Manufacturing and factories are predicted to be the biggest area for growth for IoT by 2025, according to leading industry analysts. In fact, Mckinsey predicts that factories alone will produce between $1.2T - $3.7T in revenue by 2025.
These are some sizeable goals, so I was curious to hear how the industry was advancing in real-life examples and to see if there was substance behind the hype. I attended a number of industry sessions at IoT World in Santa Clara that helped give some insight into specific use cases as well as challenges and triumphs the industry is facing and overcome.
Industry Overview
Due to the opportunity and challenges IoT presents, the manufacturing industry is being bombarded with new technology frameworks, platforms and ideas that manufacturers are struggling to get their arms around. The majority of IoT deployments are focused around “brown field” sites, which are legacy facilities and machines that have been there for some time.
John Dyck, Director of Software Business Development at Rockwell Automation stated “There's currently two types of brown field assets that are being instrumented as new smart assets. The first are dispersed items that are spread around remote locations that are not currently connected to a main manufacturing site. E.g. Oil Fields, Oil Rigs, Pumping Stations, Utilities Industries etc. The second type of assets are physical machines that are in the four walls of the plant.”
Dyck went on to say that each asset type requires a different approach to instrumenting i.e. have integrated sensors that collect data related to machine operations, interactions with other machines, machine-process data, and product quality data. Each asset also has a different value proposition e.g. you might not be concerned with power consumption for an in the four walls asset v.s. a remote asset therefore your end goal might be different depending on the assets environment and location.
Total Cost of Ownership
The dramatic drop in data storage costs is one of the most significant revolutions that has helped accelerate innovation in the IoT industry within a manufacturing setting. According to industry experts, in 2010 it cost approximately $80,000 to store one petabyte of data which is 1024 terabytes - or in layman's terms nearly 10 billion photos on Facebook. By 2020, the cost to store one petabyte of data will be $4. Within manufacturing the days of maintaining a PC on every machine are gone - now you can maintain hundreds if not thousands of machines from one user interface.
However, we must be cautious about assuming that cloud service solves all storage problems. There are a number of variables to consider:
- How important is the data? E.g. evaluate if it’s critical to make hourly, daily or even weekly decisions with data for your business
- Do you need local control? A good example of this is when operating remote assets such as Oil Rigs for safety concerns. It would make more sense to keep local control rather than going to the cloud.
Unlocking Value
One of the key benefits that come from connecting manufacturing machines is unlocking the data that previously went untapped and uncollected. With the dramatic reduction in the cost of data collection and storage, there’s opportunity for low cost and high value information.

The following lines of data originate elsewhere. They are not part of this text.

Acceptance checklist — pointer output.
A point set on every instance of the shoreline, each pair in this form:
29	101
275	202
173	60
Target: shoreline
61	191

The best example of this opportunity in action comes from Rick Lisa, Director of Worldwide IoT Business development at Intel. Lisa explained that after instrumenting a machine, they monitored the conditions of its output productivity and tuned the internal workings of the machine based on the output and were able to save over $9 million in one year as a result. This is what’s called “the feedback loop” which refers to the learnings of tuning a machine or device and receiving data from that device, once the engineer or user reviews the data they can then change the tuning to improve productivity output.
This method of tuning and connecting machines is having a dramatic impact on the manufacturing industry, as Lisa went on to say “If you consider the scale of a company like Intel that has thousands of machines across dozens of factories across the world that creates 500 - 600 million 'things' a year, then you can see the ROI potential there.”
Conclusion
Unlike some sections of the IoT industry where the potential is overhyped, connected manufacturing has the ability to truly deliver on its promises. With examples from Rockwell Automation and Intel, it shows how much value is locked within aging brown field assets. If organizations can expose this data to the right people at the right time and place, organizations will have a much more efficient, real-time manufacturing operation and supply chain.